An SEC column (4.6 × 300 mm, 3 μm particles, 300 Å pores) from Agilent was used for separation of the zebrafish brain sample with a mobile phase of 0.1% (v/v) FA, and a flow rate of 0.15 mL/min. The column temperature was kept at 40 ºC. All 0.7-mg zebrafish brain sample was loaded onto the SEC column for fraction collection. One fraction was collected from 8–11 minutes and then 1-minute/fraction from 11–20 minutes was performed.

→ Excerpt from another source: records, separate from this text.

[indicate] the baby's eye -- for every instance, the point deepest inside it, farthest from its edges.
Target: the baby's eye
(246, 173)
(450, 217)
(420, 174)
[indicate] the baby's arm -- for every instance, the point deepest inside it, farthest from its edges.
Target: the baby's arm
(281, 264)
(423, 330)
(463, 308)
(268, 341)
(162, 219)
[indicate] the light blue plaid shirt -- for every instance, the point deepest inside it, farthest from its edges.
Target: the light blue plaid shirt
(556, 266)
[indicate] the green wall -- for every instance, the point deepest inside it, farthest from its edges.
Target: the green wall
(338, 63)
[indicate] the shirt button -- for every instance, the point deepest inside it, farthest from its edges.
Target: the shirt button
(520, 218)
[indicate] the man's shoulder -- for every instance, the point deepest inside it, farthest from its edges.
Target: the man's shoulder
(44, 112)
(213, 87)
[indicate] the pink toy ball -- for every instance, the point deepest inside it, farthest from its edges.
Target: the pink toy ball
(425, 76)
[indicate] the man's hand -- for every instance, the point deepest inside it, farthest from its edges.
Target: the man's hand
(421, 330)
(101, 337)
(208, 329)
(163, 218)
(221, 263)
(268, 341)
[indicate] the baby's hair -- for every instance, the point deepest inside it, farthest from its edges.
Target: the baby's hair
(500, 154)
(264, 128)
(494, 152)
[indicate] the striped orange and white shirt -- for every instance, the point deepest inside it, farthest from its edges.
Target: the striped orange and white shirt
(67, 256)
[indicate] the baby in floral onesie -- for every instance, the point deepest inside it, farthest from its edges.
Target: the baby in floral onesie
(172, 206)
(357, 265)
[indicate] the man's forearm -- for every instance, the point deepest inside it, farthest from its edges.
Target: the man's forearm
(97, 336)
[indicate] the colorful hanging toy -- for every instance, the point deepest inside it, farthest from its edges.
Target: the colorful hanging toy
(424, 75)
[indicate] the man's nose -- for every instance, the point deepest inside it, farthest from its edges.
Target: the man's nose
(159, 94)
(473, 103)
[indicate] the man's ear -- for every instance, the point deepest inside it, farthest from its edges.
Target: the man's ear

Each fraction was dried down with a vacuum concentrator and redissolved in 50 mM NH4HCO3 (pH 8.0) with a final concentration of ~2 mg/mL for CZE-MS/MS analysis.

CZE-ESI-MS and MS/MS

An ECE-001 CE autosampler and a commercialized electro-kinetically pumped sheath flow CE-MS interface from CMP Scientific (Brooklyn, NY) was coupled online to an Orbitrap Fusion Lumos mass spectrometer (Thermo Fisher Scientific, Waltham, MA) in the experiment.33,34 A fused silica capillary (1-meter-long, 50 μm i.d., 360 μm o.d.) was coated with linear polyacrylamide (LPA) according to references 24 and 35. The outer diameter of one end of the capillary was reduced to ~70–80 μm by etching with hydrofluoric acid based on reference 23. (Caution: use appropriate safety procedures while handling hydrofluoric acid solutions)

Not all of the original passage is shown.